1. 33
  1.  

  2. 7

    After years of resolving hostnames with gethostbyname(3), it turns out I actually have to call res_init(3) first in order for it to work properly?

    Since when is that a thing?

    1. 13

      I’m wondering the same. Given the number of other applications mentioned with the same kind of issue (at least Pidgin/GAIM and Thunderbird mentioned explicitly in the article) it seems like quite a lot of programmers also don’t know that this is a thing.

      Notably:

      • Beej’s Guide to Network Programming doesn’t mention res_init or resolver. So if, like many people (hi) you picked up Berkeley Sockets by reading Beej… you quite plausibly won’t have heard of these functions.
      • The man pages for gethostbyname, getaddrinfo and so on on at least Linux, FreeBSD, MirBSD, OpenBSD and OS X all mention resolver(3) only in the “See also:” section, amidst a sea of other barely related junk.
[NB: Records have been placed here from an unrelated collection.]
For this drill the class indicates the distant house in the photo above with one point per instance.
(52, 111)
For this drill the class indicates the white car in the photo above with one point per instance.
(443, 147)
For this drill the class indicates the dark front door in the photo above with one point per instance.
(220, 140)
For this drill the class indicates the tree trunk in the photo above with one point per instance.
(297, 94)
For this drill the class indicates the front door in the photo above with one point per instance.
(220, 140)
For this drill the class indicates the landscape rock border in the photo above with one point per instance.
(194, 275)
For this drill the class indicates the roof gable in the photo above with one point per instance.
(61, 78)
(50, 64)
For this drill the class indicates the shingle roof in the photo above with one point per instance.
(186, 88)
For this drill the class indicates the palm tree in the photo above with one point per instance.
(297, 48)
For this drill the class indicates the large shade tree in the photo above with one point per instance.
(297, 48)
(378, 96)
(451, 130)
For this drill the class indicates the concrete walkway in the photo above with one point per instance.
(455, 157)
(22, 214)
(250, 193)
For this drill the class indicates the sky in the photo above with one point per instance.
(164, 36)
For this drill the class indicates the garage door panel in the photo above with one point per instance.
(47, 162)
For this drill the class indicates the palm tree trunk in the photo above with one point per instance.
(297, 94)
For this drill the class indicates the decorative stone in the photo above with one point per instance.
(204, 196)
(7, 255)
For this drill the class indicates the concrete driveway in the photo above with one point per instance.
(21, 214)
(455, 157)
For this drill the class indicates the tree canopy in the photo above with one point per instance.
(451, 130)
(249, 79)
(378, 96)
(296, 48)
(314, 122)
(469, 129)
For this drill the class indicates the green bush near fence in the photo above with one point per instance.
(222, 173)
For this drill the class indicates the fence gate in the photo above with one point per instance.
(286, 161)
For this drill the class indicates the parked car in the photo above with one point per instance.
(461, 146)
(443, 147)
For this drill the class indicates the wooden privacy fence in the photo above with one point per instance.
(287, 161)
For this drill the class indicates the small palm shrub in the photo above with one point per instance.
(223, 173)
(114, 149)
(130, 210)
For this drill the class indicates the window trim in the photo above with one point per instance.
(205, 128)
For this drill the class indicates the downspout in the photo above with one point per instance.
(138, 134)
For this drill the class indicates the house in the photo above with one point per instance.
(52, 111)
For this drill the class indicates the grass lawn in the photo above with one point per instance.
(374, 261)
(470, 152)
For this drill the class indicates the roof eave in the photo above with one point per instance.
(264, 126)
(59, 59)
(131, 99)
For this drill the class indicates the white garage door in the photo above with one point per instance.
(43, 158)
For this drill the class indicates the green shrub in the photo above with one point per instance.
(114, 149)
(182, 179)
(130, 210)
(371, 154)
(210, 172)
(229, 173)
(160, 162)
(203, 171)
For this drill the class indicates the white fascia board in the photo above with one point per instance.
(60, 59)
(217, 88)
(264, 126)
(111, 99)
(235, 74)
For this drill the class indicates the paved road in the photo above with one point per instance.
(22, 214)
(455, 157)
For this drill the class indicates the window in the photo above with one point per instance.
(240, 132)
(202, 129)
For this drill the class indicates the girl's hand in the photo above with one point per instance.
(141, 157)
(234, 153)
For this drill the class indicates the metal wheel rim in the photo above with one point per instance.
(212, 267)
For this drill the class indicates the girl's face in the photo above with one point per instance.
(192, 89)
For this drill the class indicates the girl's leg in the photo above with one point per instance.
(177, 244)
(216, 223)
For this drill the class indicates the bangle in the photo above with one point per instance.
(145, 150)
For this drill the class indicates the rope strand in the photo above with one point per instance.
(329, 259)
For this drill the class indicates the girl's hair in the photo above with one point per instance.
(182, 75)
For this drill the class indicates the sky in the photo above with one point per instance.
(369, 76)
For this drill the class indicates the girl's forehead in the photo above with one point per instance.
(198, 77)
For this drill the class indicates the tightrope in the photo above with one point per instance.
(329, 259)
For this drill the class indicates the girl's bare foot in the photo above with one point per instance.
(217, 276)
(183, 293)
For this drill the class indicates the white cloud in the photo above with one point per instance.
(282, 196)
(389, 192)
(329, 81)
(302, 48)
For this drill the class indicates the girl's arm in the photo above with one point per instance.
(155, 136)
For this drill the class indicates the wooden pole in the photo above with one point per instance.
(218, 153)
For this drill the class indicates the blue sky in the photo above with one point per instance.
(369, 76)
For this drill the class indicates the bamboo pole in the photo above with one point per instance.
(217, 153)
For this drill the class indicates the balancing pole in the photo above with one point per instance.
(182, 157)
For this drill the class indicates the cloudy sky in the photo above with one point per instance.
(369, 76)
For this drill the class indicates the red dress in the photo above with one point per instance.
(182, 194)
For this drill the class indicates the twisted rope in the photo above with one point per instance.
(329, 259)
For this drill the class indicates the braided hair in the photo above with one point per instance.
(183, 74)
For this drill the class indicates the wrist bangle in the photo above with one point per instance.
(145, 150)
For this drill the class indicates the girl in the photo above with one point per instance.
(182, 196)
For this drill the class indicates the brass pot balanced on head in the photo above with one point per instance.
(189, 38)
There is no other indication given that it might be worth looking at.
      • None of the man pages on any of the OSes have anything anywhere in the prose that hints that you might want to sometimes explicitly initialise the resolver(3).
      • None of the example code in any if the documentation hints anywhere at a possibility that one might be expected to initialise resolver(3).
      • I guess this is rather hard to notice by normal testing; who tests network-using programs by starting them while the network is not configured yet?
      • edit: The various OSes man pages for resolver(3) do not mention that it has an effect on the behaviour of getaddrinfo() and friends. You might be able to infer that it will, but there’s nothing saying so explicitly.
      • edit: The API in resolver(3) is very low level, rather discouraging anyone from actually reading it.
      • edit: The glibc man page for resolver(3) even documents res_init() as a deprecated function that you should not call.
      • edit: This is documentation that actively discourages reading any further. I mean that seriously; look at this for a first paragraph (on Linux):

      Note: This page is incomplete (various resolver functions provided by glibc are not described) and likely out of date.

      So overall, this seems like a mild but widespread annoyance that will probably continue appearing in applications for the foreseeable future and users just respond by restarting their apps sometimes.
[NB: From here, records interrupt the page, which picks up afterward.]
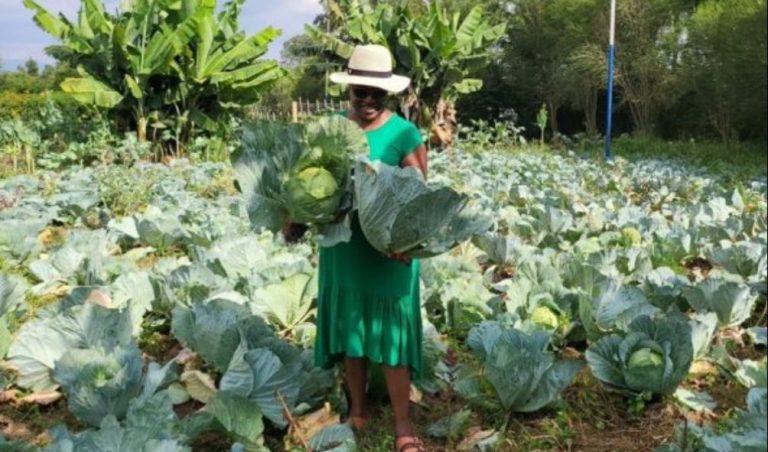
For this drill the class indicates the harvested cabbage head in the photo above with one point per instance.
(297, 173)
(400, 213)
(313, 196)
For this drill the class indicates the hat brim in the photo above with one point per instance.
(393, 84)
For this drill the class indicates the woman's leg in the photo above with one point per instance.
(355, 370)
(399, 387)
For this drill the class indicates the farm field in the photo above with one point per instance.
(611, 306)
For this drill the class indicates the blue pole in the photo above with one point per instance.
(609, 99)
(609, 104)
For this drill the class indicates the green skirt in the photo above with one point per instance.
(367, 306)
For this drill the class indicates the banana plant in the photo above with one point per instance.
(436, 49)
(158, 59)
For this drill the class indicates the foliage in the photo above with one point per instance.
(433, 46)
(399, 213)
(524, 376)
(653, 356)
(88, 266)
(161, 65)
(725, 58)
(744, 431)
(296, 173)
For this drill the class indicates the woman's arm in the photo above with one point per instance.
(417, 158)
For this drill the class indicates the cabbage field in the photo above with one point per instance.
(610, 306)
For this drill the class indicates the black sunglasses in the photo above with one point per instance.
(374, 93)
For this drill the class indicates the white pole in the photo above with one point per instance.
(609, 97)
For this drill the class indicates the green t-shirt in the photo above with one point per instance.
(393, 140)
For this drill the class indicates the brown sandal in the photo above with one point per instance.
(417, 444)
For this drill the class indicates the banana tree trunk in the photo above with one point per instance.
(444, 124)
(141, 129)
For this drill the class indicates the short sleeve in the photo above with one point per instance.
(409, 139)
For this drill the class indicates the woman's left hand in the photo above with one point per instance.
(401, 257)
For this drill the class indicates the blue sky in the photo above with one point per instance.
(20, 38)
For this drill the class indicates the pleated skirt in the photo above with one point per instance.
(367, 306)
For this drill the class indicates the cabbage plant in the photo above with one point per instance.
(652, 357)
(99, 382)
(731, 301)
(400, 213)
(297, 173)
(520, 371)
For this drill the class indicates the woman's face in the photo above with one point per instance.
(367, 101)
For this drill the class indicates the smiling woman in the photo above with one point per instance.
(369, 303)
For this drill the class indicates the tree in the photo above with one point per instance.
(30, 67)
(725, 65)
(646, 56)
(436, 49)
(168, 64)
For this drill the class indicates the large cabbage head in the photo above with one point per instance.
(524, 375)
(298, 173)
(400, 213)
(313, 196)
(652, 356)
(645, 357)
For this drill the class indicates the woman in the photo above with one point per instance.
(368, 303)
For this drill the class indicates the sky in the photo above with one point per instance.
(20, 38)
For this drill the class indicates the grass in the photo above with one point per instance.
(739, 162)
      edit: Nice one, Ulrich. Yeah that’s an awesome response. Obviously that bug isn’t a problem at all because of the existence of an undocumented workaround.

      1. 7

        Ah yes, the belief that tribal knowledge is sufficient. “The solution exists somewhere, and I know of N people who know this, therefore it is your fault you don’t know it, and we do not need to change anything.” Tribal knowledge is evil. Document everything. Especially when someone comes to you and says “I have this issue right now, there’s no documentation even acknowledging the issue, please help.”

        1. 3

          This is especially true for those N people, because now they will be pestered every time someone has an issue like this or any other unrelated issue that might be solved by tribal knowledge. Documenting common issues makes life easier for everyone.

        2. 5

          Nice one, Ulrich. Yeah that’s an awesome response. Obviously that bug isn’t a problem at all because of the existence of an undocumented workaround.
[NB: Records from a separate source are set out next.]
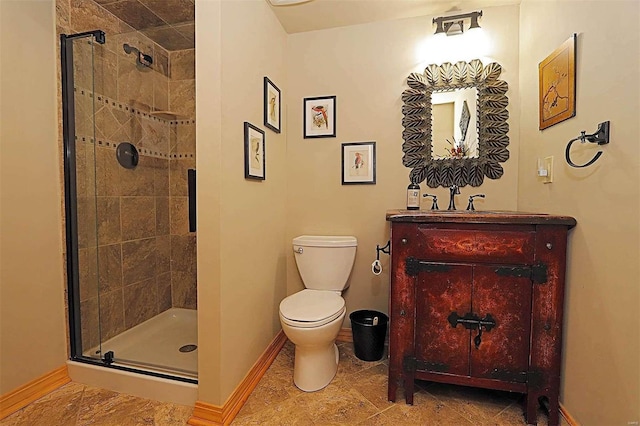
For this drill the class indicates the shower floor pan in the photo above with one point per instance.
(155, 344)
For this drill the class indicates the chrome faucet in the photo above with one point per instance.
(453, 191)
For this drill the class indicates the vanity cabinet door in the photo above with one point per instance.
(440, 290)
(503, 352)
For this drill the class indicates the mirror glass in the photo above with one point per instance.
(455, 124)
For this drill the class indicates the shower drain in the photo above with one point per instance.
(188, 348)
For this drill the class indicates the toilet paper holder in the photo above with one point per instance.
(376, 266)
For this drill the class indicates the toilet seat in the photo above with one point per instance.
(311, 308)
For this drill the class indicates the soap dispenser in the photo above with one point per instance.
(413, 196)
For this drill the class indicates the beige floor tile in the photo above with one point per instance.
(287, 413)
(514, 415)
(336, 405)
(476, 405)
(167, 414)
(59, 407)
(426, 411)
(372, 384)
(350, 364)
(106, 408)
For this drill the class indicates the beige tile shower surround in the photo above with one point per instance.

          There seems to be more traction for fixing this over here.

          1. 3

            Following links from the bug you linked, it seems that Debian patches glibc to automatically deal with this stuff, so it’s not a problem on Debian-based distros.

          2. 8

            Usually no. The fact that getaddrinfo bubbles down into res_init is mostly an implementation detail (artifact). Code that talks directly to res usually ends up being more brittle, in much the same way that “I know sizeof(int) == sizeof(long)” code is brittle. Of course, sometimes there are quirks.

            To wind back the clock a bit, mostly this is the result of certain assumptions, like the fact that the upstream resolver is fixed. resolv.conf was a static file. Then along comes dhcp and wifi and so forth. Ideally the system would just adapt but the problem is people already wrote existing code that fiddled with res_init and res directly. So instead of a clean break, the new dynamic system rewrites resolv.conf from time to time so that legacy code can read it.

            1. 6

              Neat! This is a great example of how a “dumb” legacy behavior grew out of requirements, and only seems dumb if you don’t know all the context.

            2. 2

              It’s not just you. I’ve been writing socket code since the last millennium and this… is not a thing. The custom logic should probably be in gethostbyname with other os-specific logic, but the glibc maintainer is a notoriously bad actor.